Migrate your TimescaleDB from timescale.com to self hosted
I’ve been using timescale.com for about a year, but it’s quite expensive for a hobbyist (their cheapest plan in the UK is about $50/month), so I thought i’d try and implement something cheaper. I know i won’t get the cool automatic DR failover or the sexy continuous backups – but it’s not really mission critical if i lose a small amount of the history of my home energy consumption. Timescale publish some instructions, but they weren’t complete, and didnt work for me.
Step 1 – install base OS
I use linode. I chose a Linode 2GB which comes in at around $12/month for 1 shared CPU and 2GB ram. This is about double what i had on timescale, which was 0.5 CPU. I added a 50GB storage account, which woudl allow me to rebuild my linode without worrying about losing my database data, bringing my total to $17/month – but this isnt necessary.
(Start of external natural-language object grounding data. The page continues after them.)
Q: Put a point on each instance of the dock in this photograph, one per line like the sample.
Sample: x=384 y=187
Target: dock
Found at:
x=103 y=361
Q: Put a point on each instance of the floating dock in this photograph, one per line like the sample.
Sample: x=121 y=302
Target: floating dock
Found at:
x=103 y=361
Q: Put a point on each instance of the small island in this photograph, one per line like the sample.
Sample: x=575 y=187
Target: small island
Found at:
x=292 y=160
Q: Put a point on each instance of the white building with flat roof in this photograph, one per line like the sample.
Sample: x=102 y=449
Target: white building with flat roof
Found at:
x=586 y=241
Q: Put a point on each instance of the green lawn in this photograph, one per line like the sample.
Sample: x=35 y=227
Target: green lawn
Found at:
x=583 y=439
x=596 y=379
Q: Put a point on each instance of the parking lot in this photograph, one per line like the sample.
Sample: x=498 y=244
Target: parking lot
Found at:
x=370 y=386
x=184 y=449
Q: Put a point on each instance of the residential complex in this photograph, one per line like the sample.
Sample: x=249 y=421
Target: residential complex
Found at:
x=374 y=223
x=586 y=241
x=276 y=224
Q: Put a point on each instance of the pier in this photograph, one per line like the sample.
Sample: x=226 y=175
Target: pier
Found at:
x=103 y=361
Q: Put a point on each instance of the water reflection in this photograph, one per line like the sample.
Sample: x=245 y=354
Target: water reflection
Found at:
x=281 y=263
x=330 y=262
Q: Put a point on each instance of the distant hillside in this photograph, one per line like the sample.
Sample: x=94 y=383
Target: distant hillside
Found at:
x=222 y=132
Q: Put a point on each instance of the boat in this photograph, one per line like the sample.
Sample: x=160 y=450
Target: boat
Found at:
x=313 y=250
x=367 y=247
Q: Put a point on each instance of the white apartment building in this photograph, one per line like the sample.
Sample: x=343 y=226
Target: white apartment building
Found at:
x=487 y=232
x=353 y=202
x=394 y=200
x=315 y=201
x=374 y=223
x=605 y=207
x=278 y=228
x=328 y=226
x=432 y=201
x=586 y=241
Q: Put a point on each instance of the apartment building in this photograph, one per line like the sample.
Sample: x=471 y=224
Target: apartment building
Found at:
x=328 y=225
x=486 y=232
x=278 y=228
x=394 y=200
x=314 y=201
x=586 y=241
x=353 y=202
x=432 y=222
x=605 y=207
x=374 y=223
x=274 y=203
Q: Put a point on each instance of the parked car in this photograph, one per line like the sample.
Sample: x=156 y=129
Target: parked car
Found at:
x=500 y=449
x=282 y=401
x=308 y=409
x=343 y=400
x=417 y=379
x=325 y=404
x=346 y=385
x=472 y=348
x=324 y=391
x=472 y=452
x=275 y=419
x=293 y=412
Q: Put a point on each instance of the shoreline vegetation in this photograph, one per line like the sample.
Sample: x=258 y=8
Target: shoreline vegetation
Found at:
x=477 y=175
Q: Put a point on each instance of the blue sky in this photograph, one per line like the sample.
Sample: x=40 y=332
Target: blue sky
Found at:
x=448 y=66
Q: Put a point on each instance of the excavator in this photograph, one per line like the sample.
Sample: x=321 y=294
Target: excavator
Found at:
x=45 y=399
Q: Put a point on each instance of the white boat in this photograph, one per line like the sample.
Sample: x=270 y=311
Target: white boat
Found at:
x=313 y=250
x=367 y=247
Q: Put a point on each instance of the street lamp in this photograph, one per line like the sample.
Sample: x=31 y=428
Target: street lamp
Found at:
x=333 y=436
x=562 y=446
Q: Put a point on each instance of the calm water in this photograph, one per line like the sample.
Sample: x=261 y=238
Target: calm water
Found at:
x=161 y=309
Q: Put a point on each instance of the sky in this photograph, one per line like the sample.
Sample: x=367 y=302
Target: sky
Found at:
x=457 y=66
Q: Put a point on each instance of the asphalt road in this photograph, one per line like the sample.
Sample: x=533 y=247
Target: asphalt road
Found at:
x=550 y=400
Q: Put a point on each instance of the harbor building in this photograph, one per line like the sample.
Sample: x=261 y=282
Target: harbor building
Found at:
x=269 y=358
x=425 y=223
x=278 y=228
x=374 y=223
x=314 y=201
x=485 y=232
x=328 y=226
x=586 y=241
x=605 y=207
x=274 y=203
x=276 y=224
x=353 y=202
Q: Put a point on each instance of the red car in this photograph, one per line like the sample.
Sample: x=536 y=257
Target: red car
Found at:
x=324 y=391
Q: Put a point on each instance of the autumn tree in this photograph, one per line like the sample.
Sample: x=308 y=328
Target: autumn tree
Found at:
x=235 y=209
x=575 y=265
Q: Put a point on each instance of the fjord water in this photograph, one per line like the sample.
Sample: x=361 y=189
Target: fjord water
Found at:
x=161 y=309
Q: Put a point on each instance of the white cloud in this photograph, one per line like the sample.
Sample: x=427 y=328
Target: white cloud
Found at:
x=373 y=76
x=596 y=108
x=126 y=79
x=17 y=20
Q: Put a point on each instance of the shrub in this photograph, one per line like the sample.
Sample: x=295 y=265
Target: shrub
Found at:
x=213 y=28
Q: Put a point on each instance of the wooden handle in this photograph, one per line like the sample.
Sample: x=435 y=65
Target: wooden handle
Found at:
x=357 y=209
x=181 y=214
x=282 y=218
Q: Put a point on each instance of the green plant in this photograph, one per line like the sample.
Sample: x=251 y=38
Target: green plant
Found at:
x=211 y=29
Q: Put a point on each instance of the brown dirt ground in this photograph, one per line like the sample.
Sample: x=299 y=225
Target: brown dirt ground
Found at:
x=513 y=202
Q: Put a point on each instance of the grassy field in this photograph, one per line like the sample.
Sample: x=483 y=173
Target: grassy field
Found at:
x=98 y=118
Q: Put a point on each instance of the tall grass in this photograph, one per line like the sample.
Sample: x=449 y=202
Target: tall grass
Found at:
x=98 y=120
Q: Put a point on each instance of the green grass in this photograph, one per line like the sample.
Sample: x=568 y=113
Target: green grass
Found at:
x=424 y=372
I installed Ubuntu 22.04 LTS, and set up default automatic updates, disable SSH password auth etc. using my standard setup scripts. I decided to use ZFS as the file system for the data drive to take advantage of the native error checking capabilities. It does have some performance implications, but for a single drive with a relatively small database, i think this is an acceptable tradeoff, especially when compared to the significant performance hit of BTFRS. I called the additional volume postgres
, then mounted this at /mnt/postgres
First, install ZFS, create ZFS pool,
sudo apt-get install zfsutils-linux
sudo zpool create postgres_storage /dev/disk/by-id/scsi-0Linode_Volume_postgres
If the volume was previously used for something else, ZFS will warn you:/dev/disk/by-id/scsi-0Linode_Volume_postgres contains a filesystem of type 'ext4'
You’ll need to erase the existing file system before creating the new ZFS pool. Obviously this is destructive and you’ll lose all the data on the drive:sudo wipefs --all --force /dev/disk/by-id/scsi-0Linode_Volume_postgres
Create a new ZFS dataset and mount it:
sudo zfs create postgres_storage/data
sudo zfs set mountpoint=/mnt/postgres postgres_storage/data
There’s no need to modify /etc/fstab
as ZFS will automatically manage mounting of datasets within a pool at boot time.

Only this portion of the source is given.